Germany's air traffic control restricted flights at the airport shortly after 10pm on Thursday and then halted them altogether, airport operators said in a statement. Seventeen flights were unable to take off, affecting almost 3,000 passengers, while 15 arriving flights were diverted to three other airports in Germany and one in Vienna, Austria.
Flights in and out of the airport resumed at 5am (0300 GMT), said Stefan Bayer, a spokesman for Germany's federal police at Munich airport. Authorities were unable to provide immediate information about who was responsible for the overflights.
A statement from the airport early Friday said there had been "several drone sightings," without elaborating. Bayer said it wasn't immediately clear how many drones might have been involved.
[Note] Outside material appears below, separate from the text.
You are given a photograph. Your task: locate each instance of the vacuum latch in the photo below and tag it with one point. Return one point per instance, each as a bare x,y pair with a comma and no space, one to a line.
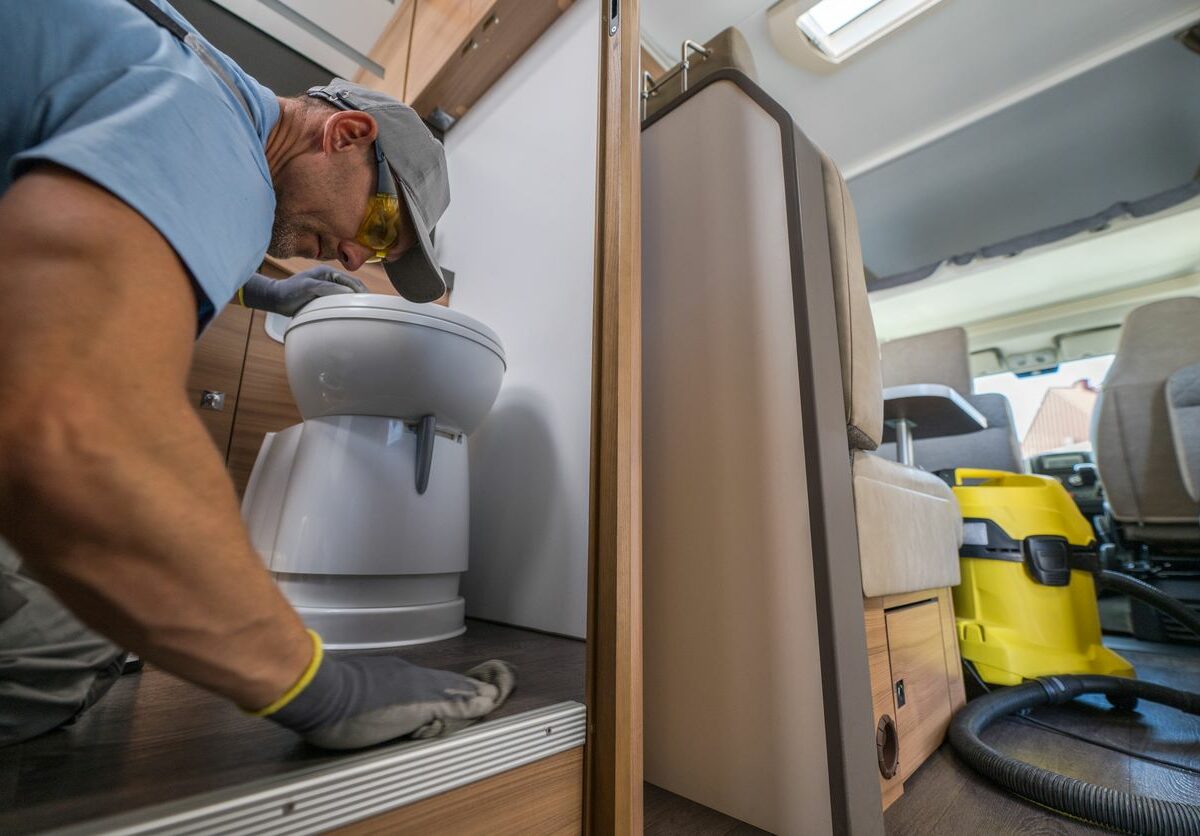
1048,559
He said police, airline employees and "regular people around the airport" were among witnesses who reported the drone sightings.
After the closure of the runways, federal police deployed helicopters and other means to try to track down the drones, but no signs of them could be found, Bayer said.
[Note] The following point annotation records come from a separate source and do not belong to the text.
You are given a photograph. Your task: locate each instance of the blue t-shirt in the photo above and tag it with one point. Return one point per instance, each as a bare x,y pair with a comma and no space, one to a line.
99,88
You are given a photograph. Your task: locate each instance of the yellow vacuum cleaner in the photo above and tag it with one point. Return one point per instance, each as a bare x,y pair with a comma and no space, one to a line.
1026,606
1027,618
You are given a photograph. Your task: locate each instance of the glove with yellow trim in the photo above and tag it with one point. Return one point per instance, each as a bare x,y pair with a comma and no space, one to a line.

Hundreds of stranded passengers spent the night in cots set up in terminals or were taken to hotels and blankets, drinks and snacks were distributed to them, the German news agency dpa reported.
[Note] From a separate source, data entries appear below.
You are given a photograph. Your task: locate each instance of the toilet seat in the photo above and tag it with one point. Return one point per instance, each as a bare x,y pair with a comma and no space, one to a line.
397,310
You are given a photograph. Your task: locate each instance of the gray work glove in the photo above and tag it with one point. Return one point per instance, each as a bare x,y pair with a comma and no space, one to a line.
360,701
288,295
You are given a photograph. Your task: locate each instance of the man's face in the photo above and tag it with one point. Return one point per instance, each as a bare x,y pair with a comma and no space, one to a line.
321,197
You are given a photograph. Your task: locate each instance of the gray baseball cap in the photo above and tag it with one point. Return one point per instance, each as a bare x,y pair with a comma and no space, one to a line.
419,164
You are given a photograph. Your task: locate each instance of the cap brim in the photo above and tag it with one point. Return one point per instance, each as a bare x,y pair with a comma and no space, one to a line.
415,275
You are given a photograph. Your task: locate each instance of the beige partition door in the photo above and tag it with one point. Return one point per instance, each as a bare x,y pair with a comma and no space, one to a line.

The incident was the latest in a series of incidents of mysterious drone sightings over airports as well as other critical infrastructure sites in the EU in several European Union member countries. A drone incident in Oslo, the capital of Norway, which is a NATO member but not part of the EU, also affected flights there late last month.
It wasn't immediately clear who has been behind the flyovers, but European authorities have expressed concerns Russia could be behind them. Russian authorities have rejected claims of involvement in recent drone incidents in Denmark.
Officials in Russia and close ally Belarus acknowledged last month that some drones used as part of Russia's war in Ukraine had entered the territory of EU and NATO member Poland, prompting a scramble by Polish and NATO allies in which fighter jets were deployed to shoot them down.
The drone overflights were a major focus of a summit of EU and European leaders in Copenhagen, Denmark, this week. Authorities have vowed to step up measures to minimise and thwart the threat posed by drones.
Separately, a Russia-linked oil tanker that authorities in France detained - and which had been suspected of possible involvement in the drone incursions over Denmark - was back at sea on Friday.
A thorough search by French Navy commandos that boarded the ship found no drones, no drone-launching equipment and no evidence that drones had taken off from the vessel, according to an official with knowledge of the investigation who spoke on condition of anonymity because they weren't authorised to discuss it publicly.
The ship-tracking website Marine Traffic showed that the tanker was navigating at sea again on Friday morning, heading southwest from the French Atlantic coast, where it was detained and apparently bound for the Suez Canal.
French authorities said before it departed that the tanker's captain would go on trial in February over the crew's alleged refusal to cooperate when French authorities stopped and boarded it.
An investigation led by the French Navy concluded that the ship, originating from Russia and en route to India with a "large oil shipment," was flying no flag, according to French prosecutor Stéphane Kellenberger.
The tanker's name has changed several times, and it's now known as "Pushpa" or "Boracay." Its route from a Russian oil terminal into the Atlantic took it past the coast of Denmark.